Im Marine-Führungsstab auf der Bonner Hardthöhe und im Flottenkommando in Glücksburg geben sich Militärs und Südatlantik gelassen. Trotz der vielen Treffer im Südatlantik bleiben Überwasserschiffe für den Nato-Partner Bundesrepublik unverzichtbar: für die Sicherung des Nachschubs über den Atlantik, die Abriegelung der Ostseeausgänge und die Bekämpfung von U-Booten. Im Zusammenwirken mit einer nahezu lückenlosen Luftaufklärung und den landgestützten Marine-Kampffliegern kann die Flotte auch viel besser überleben, als eine einsame Armada am Ende der Welt. Zumal sich die Kampfbedingungen in den Küstengewässern Europas grundsätzlich von denen im Südatlantik unterscheiden:

  • Die Briten mußten ihre Armada über einen Seeweg von 12 000 Kilometern an den Feind heranführen. Ihre Nachschubstrecke – ab Ascension Island – war immerhin noch halb so lang.
  • Das Operationsgebiet der britischen Flotte lag innerhalb der Reichweite argentinischer Flugzeuge; deren Basen aber konnten die Engländer nicht ausschalten.
  • Die britische Flotte von über hundert Schiffen mußte ohne Luftaufklärungsschirm auskommen.

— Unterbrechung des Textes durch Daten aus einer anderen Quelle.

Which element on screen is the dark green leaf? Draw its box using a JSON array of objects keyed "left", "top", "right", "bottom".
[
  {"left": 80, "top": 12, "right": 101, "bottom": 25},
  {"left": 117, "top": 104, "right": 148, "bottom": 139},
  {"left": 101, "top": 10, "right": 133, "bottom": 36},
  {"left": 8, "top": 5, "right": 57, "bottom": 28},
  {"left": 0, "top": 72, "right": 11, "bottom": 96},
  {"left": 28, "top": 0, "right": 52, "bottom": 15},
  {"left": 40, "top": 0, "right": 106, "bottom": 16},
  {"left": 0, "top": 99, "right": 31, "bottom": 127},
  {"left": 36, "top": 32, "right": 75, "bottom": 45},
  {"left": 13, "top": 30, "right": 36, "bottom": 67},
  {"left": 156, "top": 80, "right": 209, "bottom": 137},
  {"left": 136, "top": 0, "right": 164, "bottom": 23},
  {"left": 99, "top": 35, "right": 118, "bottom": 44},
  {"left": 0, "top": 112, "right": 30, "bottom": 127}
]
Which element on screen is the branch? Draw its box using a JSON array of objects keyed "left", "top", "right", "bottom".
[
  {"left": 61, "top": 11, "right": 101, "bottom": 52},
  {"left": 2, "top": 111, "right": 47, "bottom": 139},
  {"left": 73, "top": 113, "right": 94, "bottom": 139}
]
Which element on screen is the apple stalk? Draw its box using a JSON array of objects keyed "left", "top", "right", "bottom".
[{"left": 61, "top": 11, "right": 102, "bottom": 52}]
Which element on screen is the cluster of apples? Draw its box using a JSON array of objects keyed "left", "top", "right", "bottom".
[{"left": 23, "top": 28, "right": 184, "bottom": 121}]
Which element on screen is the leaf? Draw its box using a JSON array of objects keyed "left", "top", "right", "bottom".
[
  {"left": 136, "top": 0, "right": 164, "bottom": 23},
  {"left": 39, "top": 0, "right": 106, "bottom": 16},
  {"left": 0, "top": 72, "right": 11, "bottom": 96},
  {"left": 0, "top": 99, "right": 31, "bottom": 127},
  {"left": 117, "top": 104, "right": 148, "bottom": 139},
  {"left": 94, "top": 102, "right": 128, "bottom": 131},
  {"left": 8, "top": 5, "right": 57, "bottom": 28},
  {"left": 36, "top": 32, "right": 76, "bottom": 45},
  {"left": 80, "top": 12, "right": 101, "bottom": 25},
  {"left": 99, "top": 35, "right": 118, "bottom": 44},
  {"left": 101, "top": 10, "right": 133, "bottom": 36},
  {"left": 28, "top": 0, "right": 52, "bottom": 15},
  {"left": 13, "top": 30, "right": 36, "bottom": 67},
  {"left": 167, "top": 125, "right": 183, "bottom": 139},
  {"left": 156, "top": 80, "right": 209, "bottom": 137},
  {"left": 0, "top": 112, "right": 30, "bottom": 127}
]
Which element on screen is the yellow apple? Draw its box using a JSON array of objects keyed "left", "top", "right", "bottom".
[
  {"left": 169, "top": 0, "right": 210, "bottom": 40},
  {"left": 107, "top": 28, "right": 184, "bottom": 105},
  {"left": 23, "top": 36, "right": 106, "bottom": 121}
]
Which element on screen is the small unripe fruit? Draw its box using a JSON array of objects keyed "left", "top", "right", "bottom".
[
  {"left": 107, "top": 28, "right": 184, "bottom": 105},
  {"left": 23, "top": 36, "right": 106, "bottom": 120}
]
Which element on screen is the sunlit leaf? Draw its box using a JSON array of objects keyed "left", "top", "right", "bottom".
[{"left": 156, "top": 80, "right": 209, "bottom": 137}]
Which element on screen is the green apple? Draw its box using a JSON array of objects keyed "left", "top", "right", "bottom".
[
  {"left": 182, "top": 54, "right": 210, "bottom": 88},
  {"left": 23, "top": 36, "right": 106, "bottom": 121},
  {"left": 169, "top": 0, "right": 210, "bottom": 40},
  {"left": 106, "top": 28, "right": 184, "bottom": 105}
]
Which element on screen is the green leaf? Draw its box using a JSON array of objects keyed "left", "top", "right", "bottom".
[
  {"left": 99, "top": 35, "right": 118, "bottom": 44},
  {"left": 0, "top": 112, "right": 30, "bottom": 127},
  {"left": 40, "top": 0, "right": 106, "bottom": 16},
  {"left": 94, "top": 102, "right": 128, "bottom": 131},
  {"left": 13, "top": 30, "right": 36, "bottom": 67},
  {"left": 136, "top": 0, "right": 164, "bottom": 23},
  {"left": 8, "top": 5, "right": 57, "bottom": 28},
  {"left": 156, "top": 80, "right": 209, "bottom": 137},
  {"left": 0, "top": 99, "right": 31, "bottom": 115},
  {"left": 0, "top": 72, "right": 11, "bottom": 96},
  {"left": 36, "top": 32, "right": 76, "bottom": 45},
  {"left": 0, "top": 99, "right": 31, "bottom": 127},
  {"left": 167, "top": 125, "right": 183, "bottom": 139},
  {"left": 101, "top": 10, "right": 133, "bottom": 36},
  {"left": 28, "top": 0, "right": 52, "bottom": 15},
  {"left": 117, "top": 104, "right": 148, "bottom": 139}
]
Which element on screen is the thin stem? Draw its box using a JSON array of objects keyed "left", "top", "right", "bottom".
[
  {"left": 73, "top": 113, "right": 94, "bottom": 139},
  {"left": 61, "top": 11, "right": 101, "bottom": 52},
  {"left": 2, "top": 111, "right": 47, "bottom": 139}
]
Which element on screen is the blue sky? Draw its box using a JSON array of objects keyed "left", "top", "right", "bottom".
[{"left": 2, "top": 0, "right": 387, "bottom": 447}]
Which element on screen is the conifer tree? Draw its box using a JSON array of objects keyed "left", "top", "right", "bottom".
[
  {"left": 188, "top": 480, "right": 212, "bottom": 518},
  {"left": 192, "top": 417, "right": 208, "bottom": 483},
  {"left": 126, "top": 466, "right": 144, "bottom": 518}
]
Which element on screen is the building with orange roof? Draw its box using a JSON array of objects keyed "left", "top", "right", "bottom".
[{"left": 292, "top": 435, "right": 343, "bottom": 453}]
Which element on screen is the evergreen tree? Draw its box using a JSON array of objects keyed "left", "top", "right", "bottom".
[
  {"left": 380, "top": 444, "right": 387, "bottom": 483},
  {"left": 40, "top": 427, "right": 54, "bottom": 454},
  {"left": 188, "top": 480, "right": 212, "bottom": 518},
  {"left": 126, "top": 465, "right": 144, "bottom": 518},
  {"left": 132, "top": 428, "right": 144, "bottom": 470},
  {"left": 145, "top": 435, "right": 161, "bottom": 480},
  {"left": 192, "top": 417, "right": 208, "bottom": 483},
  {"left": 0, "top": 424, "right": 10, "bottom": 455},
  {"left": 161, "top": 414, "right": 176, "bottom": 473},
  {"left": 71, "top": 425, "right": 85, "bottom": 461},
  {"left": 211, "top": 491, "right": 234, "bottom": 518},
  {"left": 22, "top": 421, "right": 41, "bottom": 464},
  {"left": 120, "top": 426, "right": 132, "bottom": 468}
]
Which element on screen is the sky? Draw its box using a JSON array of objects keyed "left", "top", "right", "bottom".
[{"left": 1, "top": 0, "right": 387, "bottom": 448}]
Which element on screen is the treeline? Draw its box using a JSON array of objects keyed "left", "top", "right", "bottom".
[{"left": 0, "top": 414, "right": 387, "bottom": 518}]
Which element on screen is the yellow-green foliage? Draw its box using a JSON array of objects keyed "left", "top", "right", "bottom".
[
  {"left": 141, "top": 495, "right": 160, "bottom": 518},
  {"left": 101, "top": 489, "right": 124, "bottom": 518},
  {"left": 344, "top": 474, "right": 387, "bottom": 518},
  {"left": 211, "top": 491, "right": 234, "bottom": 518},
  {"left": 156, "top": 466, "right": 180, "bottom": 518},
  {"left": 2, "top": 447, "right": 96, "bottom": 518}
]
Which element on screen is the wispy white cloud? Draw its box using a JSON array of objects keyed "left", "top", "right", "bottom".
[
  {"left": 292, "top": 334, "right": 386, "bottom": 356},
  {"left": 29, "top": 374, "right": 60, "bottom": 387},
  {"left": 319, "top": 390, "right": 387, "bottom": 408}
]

In einigen wichtigen Punkten sehen sich deutsche Marine-Planer durch die Falkland-Erfahrungen unmittelbar bestätigt:

Erstens: Anders als die britische Navy verzichtet die Bundesmarine beim Bau von Kriegsschiffen auf größere Mengen von Aluminium. Als tödlich erwiesen sich bei der brennenden, aber nicht leckgeschlagenen Sheffield die Aluminiumaufbauten mit niedrigem Flammpunkt. Auch bei den deutschen Kriegsschiffen der ersten Stunde, den Zerstörern der "Hamburg"-Klasse und den Fregatten der "Köln"-Klasse, wurden noch Hunderte von Tonnen Aluminium verarbeitet. Das Leichtmetall hilft zwar Stabilitäts-Probleme lösen: So können schwere Geschütze an Oberdeck und massive Radaranlagen sogar weit oberhalb des Schiffs-Schwerpunktes installiert werden. Nur: Einem Schiff, das wie die Sheffield selbst von einem Blindgänger in eine Fackel verwandelt werden kann, nützt die höhere Kenterstabilität wenig. Es dauert nur etwas länger, bis es untergeht.

Bei den neuen Bundeswehr-Fregatten der "Bremen"-Klasse, von denen die erste vor kurzem in Dienst gestellt wurde, ist deshalb der Alumimium-Anteil drastisch reduziert worden. Die notwendige Stabilität wird durch eine neuartige, dünnwandige Stahlkonstruktion des Schiffsrumpfes gewährleistet. Auf den älteren Schiffen wurden besonders gefährdete Teile (Feuerlöschanschlüsse, Kabelleitungen) durch nichtbrennbares Material ersetzt.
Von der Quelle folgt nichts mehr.